FEATURED STORY

Practicing For Disaster

Medical teams simulate response in a state-of-the-art mobile field hospital

Jenna Montgomery, International Medical Corps Communications Officer

The Trauma Surgical Deployment Unit (TSDU) is a mobile hospital that can deploy in the event of a disaster, providing immediate trauma care. The unit may consist of a two-person surgical trauma team to a full-scale surgical field hospital, depending on the size of the response. The TSDU is funded by the U.S. Agency for International Development's Office of U.S. Foreign Disaster Assistance and staffed by International Medical Corps' emergency response personnel who specialize in health, logistics, security and water, sanitation and hygiene, among others.

International Medical Corps conducts and participates in trainings and simulation exercises to ensure TSDU readiness. The latest simulation exercise took place in November of 2015 in Arkansas at the Direct Action Resource Center. Health workers from Massachusetts General Hospital - Center for Global Health, Office of Global Disaster Response, Stanford Emergency Program for Emergency Response and Scripps Health participated in the training, practicing for the worst case scenarios. See pictures below.

The TSDU modules are erected in Arkansas as part of a simulated earthquake emergency drill.
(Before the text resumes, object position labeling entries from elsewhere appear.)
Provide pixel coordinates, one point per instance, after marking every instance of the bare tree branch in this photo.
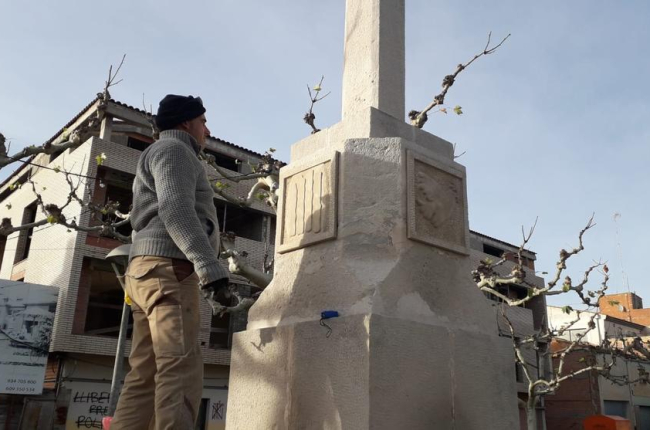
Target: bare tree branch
(419, 118)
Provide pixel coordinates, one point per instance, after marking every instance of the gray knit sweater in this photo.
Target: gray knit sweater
(173, 212)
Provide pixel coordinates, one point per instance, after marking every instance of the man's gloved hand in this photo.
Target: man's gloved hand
(217, 294)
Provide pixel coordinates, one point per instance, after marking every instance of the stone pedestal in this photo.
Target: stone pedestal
(373, 227)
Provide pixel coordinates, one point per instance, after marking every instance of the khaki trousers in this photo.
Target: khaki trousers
(163, 389)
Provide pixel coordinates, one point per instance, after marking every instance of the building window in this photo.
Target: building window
(3, 244)
(492, 250)
(615, 407)
(105, 299)
(243, 222)
(136, 143)
(117, 187)
(223, 160)
(25, 236)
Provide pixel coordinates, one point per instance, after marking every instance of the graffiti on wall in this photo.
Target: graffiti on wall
(88, 405)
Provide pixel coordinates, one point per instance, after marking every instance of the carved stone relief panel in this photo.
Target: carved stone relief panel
(436, 204)
(308, 208)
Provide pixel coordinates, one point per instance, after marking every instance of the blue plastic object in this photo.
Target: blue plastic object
(325, 315)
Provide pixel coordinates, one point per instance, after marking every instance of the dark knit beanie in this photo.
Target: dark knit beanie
(174, 110)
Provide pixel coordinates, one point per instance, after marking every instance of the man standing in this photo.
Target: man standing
(175, 251)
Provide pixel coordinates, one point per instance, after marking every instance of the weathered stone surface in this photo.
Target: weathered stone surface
(309, 196)
(416, 344)
(436, 198)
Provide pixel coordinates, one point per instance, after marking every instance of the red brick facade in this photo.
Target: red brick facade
(576, 399)
(625, 306)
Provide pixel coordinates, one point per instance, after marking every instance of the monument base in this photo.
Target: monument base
(372, 372)
(376, 229)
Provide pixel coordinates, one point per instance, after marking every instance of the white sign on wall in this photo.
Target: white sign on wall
(26, 319)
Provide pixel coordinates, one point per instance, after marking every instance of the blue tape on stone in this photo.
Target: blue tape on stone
(329, 314)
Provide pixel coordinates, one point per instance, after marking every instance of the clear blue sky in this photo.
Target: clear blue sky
(556, 123)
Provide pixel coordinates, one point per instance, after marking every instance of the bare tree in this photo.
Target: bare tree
(419, 118)
(598, 359)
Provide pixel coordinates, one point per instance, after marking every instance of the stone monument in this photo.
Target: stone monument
(372, 223)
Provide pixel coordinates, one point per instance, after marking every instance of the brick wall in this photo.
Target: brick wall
(576, 399)
(56, 255)
(625, 306)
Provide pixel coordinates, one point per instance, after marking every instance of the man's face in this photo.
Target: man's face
(197, 129)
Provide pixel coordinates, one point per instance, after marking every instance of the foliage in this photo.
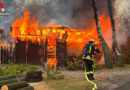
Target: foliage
(16, 69)
(75, 64)
(54, 74)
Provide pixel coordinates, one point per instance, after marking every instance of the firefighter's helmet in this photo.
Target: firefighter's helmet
(91, 41)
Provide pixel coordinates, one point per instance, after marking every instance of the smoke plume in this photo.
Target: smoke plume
(122, 13)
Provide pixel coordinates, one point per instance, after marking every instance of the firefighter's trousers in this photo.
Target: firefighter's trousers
(89, 68)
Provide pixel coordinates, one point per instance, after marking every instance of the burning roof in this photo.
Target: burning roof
(27, 28)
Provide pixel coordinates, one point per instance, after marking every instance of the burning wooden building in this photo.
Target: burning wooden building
(50, 43)
(38, 47)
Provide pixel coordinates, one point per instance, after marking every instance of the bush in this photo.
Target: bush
(75, 64)
(54, 74)
(16, 69)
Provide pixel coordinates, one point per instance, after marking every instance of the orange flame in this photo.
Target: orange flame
(27, 28)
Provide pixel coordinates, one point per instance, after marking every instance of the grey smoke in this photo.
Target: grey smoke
(122, 13)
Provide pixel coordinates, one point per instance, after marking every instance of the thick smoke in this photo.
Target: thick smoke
(71, 13)
(66, 12)
(122, 13)
(78, 13)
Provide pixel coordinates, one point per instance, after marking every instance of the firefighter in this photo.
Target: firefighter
(88, 57)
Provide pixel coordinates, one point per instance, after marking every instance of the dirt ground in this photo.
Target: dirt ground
(105, 79)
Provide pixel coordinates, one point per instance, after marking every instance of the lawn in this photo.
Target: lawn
(68, 84)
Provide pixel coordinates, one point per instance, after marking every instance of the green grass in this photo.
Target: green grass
(126, 67)
(16, 69)
(68, 84)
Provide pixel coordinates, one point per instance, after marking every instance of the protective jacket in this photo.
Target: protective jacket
(88, 51)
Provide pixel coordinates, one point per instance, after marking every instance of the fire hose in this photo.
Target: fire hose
(95, 85)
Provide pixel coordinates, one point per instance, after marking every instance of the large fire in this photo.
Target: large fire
(27, 28)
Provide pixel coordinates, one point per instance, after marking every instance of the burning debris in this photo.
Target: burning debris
(30, 38)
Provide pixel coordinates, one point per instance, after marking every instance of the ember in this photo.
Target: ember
(27, 29)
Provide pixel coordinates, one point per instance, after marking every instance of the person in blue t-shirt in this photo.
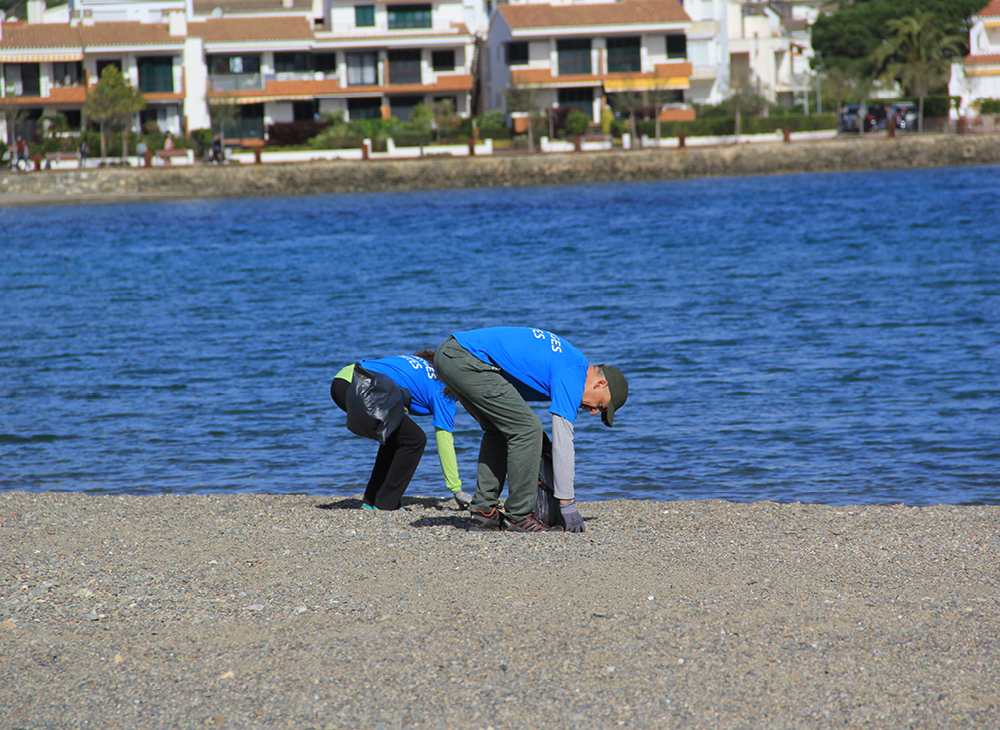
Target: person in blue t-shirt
(493, 371)
(398, 458)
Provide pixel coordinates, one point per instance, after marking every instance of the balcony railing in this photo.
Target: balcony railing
(236, 82)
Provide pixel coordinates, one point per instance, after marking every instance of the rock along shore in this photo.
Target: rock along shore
(264, 611)
(508, 170)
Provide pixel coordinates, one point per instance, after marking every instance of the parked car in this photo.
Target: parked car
(876, 118)
(849, 118)
(905, 115)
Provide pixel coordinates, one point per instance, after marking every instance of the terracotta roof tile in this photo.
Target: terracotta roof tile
(631, 12)
(984, 59)
(990, 11)
(249, 7)
(39, 35)
(59, 35)
(275, 28)
(129, 34)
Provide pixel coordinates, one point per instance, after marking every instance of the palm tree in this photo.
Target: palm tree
(918, 54)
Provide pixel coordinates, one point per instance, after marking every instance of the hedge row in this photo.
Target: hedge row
(726, 126)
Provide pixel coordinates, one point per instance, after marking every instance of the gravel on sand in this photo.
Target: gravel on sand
(247, 611)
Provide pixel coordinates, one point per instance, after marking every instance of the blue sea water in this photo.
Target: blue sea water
(828, 338)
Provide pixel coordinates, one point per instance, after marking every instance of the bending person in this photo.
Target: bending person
(493, 371)
(399, 456)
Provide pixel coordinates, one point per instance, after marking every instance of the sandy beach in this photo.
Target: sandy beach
(250, 611)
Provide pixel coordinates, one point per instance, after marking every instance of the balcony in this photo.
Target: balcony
(236, 82)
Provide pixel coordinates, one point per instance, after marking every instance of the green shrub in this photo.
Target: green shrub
(936, 106)
(577, 123)
(989, 106)
(201, 140)
(412, 136)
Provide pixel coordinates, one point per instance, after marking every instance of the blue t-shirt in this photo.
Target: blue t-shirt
(426, 390)
(541, 365)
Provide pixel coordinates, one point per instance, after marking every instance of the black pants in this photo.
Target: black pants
(396, 461)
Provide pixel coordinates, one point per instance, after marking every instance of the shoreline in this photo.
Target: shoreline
(496, 171)
(248, 610)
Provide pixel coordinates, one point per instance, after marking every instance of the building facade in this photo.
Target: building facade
(978, 76)
(272, 60)
(587, 54)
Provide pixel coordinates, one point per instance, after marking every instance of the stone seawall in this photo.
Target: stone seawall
(434, 173)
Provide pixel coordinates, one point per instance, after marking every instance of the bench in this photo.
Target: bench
(51, 157)
(165, 155)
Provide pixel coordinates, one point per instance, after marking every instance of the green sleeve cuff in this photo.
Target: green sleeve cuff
(449, 464)
(346, 373)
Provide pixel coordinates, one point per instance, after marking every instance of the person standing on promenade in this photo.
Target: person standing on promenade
(400, 452)
(493, 371)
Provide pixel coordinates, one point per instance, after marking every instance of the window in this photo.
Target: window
(364, 108)
(364, 16)
(583, 98)
(361, 69)
(404, 67)
(228, 65)
(624, 55)
(402, 106)
(517, 54)
(443, 60)
(292, 62)
(574, 56)
(404, 17)
(325, 62)
(67, 74)
(101, 65)
(156, 74)
(304, 111)
(677, 46)
(25, 79)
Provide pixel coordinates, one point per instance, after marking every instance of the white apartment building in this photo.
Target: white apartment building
(978, 76)
(275, 60)
(583, 54)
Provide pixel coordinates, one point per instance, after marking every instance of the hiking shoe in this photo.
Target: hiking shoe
(485, 521)
(531, 523)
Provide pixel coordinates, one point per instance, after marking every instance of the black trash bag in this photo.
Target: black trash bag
(546, 505)
(375, 405)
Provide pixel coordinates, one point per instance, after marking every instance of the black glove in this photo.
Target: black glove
(572, 518)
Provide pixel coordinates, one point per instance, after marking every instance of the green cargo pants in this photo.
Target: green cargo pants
(512, 434)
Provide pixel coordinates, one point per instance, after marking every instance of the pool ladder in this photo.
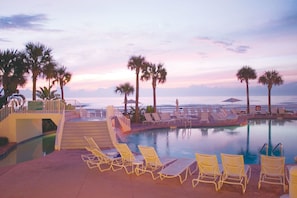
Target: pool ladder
(279, 147)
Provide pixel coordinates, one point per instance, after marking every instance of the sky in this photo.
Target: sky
(200, 43)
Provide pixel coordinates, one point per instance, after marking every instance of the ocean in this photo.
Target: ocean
(290, 102)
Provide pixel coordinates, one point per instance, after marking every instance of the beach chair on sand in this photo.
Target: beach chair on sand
(209, 170)
(272, 171)
(180, 168)
(235, 172)
(152, 163)
(128, 159)
(104, 162)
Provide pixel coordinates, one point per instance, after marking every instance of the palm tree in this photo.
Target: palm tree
(49, 72)
(13, 73)
(137, 63)
(62, 76)
(158, 75)
(244, 74)
(270, 78)
(46, 93)
(38, 56)
(125, 89)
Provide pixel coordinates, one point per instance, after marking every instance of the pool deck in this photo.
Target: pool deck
(64, 174)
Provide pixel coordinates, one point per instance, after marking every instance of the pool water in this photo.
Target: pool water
(246, 140)
(29, 150)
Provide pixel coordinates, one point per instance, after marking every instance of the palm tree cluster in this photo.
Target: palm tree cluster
(144, 71)
(269, 78)
(36, 59)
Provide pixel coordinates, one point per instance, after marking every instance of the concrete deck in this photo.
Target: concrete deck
(63, 174)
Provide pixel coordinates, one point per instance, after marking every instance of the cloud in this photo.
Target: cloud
(22, 21)
(3, 40)
(227, 45)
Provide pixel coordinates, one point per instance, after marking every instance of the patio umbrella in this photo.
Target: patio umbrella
(232, 100)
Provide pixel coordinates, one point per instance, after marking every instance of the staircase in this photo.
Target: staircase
(74, 132)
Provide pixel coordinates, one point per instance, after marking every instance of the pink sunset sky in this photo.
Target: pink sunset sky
(201, 43)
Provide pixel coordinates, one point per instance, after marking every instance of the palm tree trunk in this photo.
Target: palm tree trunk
(269, 101)
(155, 102)
(34, 88)
(125, 103)
(247, 98)
(137, 98)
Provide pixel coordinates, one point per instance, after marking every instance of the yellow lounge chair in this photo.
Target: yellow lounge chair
(129, 160)
(88, 156)
(209, 170)
(148, 119)
(272, 171)
(93, 145)
(152, 163)
(103, 161)
(180, 168)
(235, 172)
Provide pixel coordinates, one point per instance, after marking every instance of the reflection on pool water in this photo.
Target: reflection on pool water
(31, 149)
(246, 140)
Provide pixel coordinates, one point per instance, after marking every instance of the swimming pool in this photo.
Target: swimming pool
(29, 150)
(246, 140)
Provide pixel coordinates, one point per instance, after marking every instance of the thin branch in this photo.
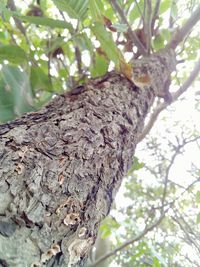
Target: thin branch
(175, 96)
(180, 34)
(131, 33)
(147, 24)
(139, 9)
(19, 25)
(155, 15)
(190, 239)
(166, 179)
(130, 241)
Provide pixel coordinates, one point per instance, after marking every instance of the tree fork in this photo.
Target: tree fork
(61, 167)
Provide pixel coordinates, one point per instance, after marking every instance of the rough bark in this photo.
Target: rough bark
(61, 167)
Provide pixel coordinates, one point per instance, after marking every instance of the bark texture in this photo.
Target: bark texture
(61, 167)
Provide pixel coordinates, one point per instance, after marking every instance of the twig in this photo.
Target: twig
(11, 5)
(155, 15)
(175, 96)
(166, 179)
(190, 239)
(131, 33)
(147, 28)
(130, 241)
(139, 9)
(182, 32)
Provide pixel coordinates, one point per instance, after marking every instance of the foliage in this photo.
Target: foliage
(48, 47)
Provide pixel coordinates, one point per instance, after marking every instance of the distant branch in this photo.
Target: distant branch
(19, 25)
(175, 96)
(130, 241)
(131, 33)
(155, 15)
(181, 33)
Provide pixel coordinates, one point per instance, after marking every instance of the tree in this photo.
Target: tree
(62, 165)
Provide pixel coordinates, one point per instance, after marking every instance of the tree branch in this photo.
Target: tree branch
(155, 15)
(19, 25)
(130, 241)
(182, 32)
(131, 33)
(175, 96)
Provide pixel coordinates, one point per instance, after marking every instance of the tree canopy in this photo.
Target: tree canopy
(50, 47)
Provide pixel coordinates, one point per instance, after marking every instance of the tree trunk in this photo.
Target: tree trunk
(61, 167)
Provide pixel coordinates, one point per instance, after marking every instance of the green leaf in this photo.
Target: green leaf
(135, 11)
(158, 42)
(12, 53)
(107, 43)
(164, 6)
(156, 262)
(39, 80)
(100, 66)
(174, 10)
(15, 93)
(197, 197)
(52, 23)
(198, 218)
(83, 42)
(75, 8)
(96, 8)
(120, 27)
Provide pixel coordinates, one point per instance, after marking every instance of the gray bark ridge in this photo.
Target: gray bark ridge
(60, 169)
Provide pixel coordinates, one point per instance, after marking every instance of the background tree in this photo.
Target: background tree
(61, 167)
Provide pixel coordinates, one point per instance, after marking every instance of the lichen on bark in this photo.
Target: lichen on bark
(60, 169)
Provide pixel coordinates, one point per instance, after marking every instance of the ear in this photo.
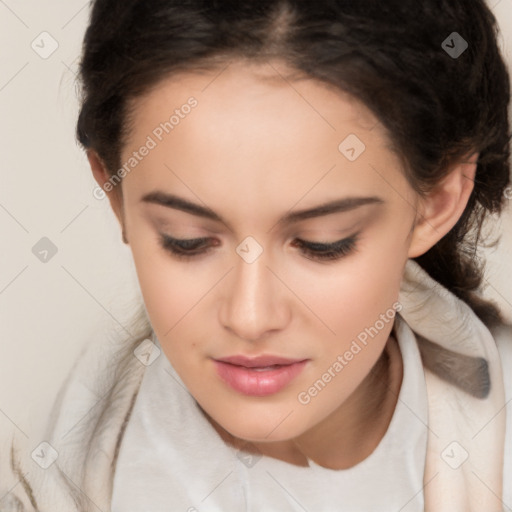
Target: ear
(440, 210)
(114, 192)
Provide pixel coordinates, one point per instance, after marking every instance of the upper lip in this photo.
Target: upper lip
(259, 361)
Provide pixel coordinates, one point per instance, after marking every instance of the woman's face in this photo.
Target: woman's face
(246, 163)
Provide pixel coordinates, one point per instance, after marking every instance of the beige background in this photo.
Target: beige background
(49, 311)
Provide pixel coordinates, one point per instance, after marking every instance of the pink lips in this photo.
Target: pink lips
(259, 376)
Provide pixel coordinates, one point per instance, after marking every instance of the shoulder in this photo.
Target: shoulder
(502, 334)
(83, 431)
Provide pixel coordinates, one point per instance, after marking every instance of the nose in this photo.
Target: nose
(254, 301)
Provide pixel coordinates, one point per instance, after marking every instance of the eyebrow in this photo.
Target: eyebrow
(337, 206)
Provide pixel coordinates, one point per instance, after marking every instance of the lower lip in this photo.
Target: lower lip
(258, 383)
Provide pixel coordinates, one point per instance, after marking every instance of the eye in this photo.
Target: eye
(184, 248)
(190, 248)
(327, 251)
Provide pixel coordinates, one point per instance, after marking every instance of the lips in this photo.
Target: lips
(259, 376)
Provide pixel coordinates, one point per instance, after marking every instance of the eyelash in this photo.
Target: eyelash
(186, 249)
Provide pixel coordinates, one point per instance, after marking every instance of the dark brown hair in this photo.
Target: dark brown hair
(437, 108)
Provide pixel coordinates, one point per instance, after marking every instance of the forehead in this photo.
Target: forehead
(258, 129)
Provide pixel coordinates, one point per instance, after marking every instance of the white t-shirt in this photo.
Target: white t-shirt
(172, 459)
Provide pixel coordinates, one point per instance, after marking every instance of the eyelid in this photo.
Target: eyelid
(320, 252)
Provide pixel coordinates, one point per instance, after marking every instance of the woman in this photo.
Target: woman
(302, 186)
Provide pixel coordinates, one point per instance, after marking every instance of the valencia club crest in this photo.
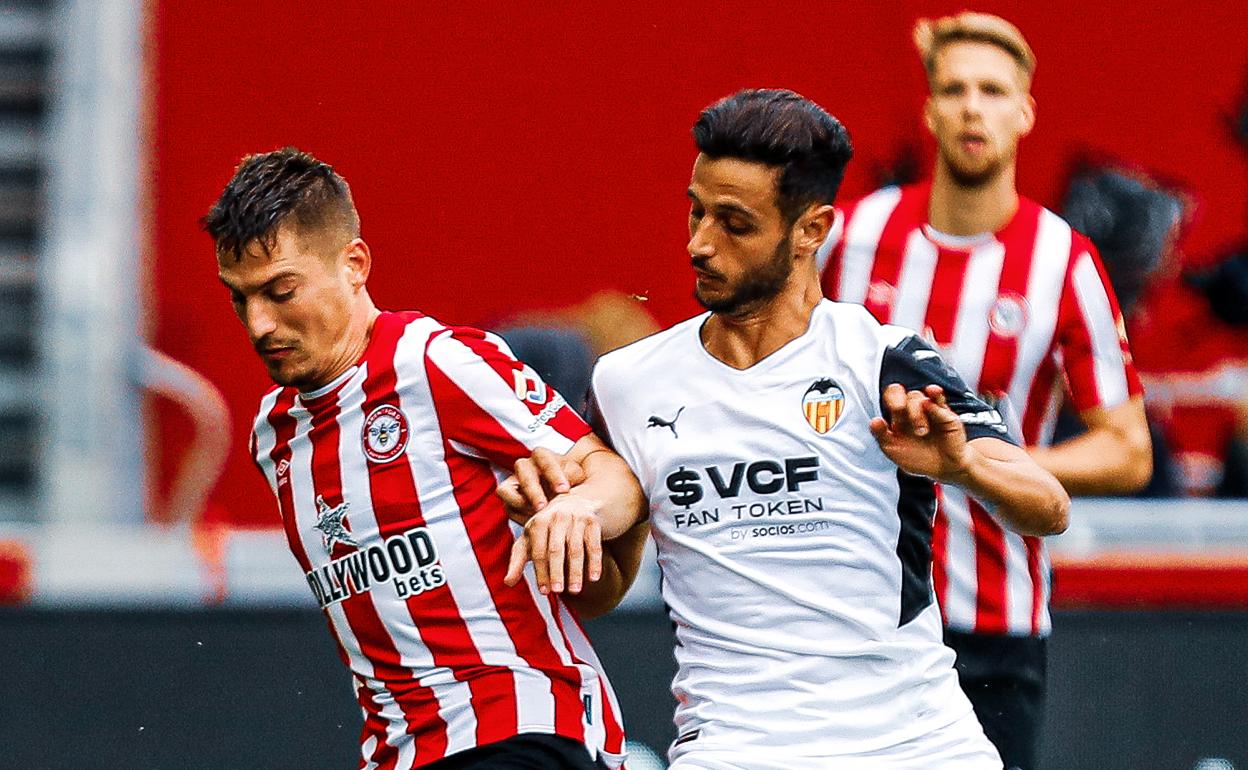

During the drill, International Medical Corps trains teams from Harvard, Scripps and Stanford on use of the facility and treatment of patients inside.

The area where the TSDU was to be built was completely flooded in a torrential rainstorm the day before the simulation.

The flooded TSDU field before the drill began.

International Medical Corps logistical and water and sanitation staff irrigated and drained the field before erecting the TSDU the next day.

International Medical Corps logistics and water and sanitation staff move buckets of gravel to help with the flooding.

Doctors and nurses perform surgery as part of a disaster simulation.

During a simulated drill, a "patient" is carried into surgery.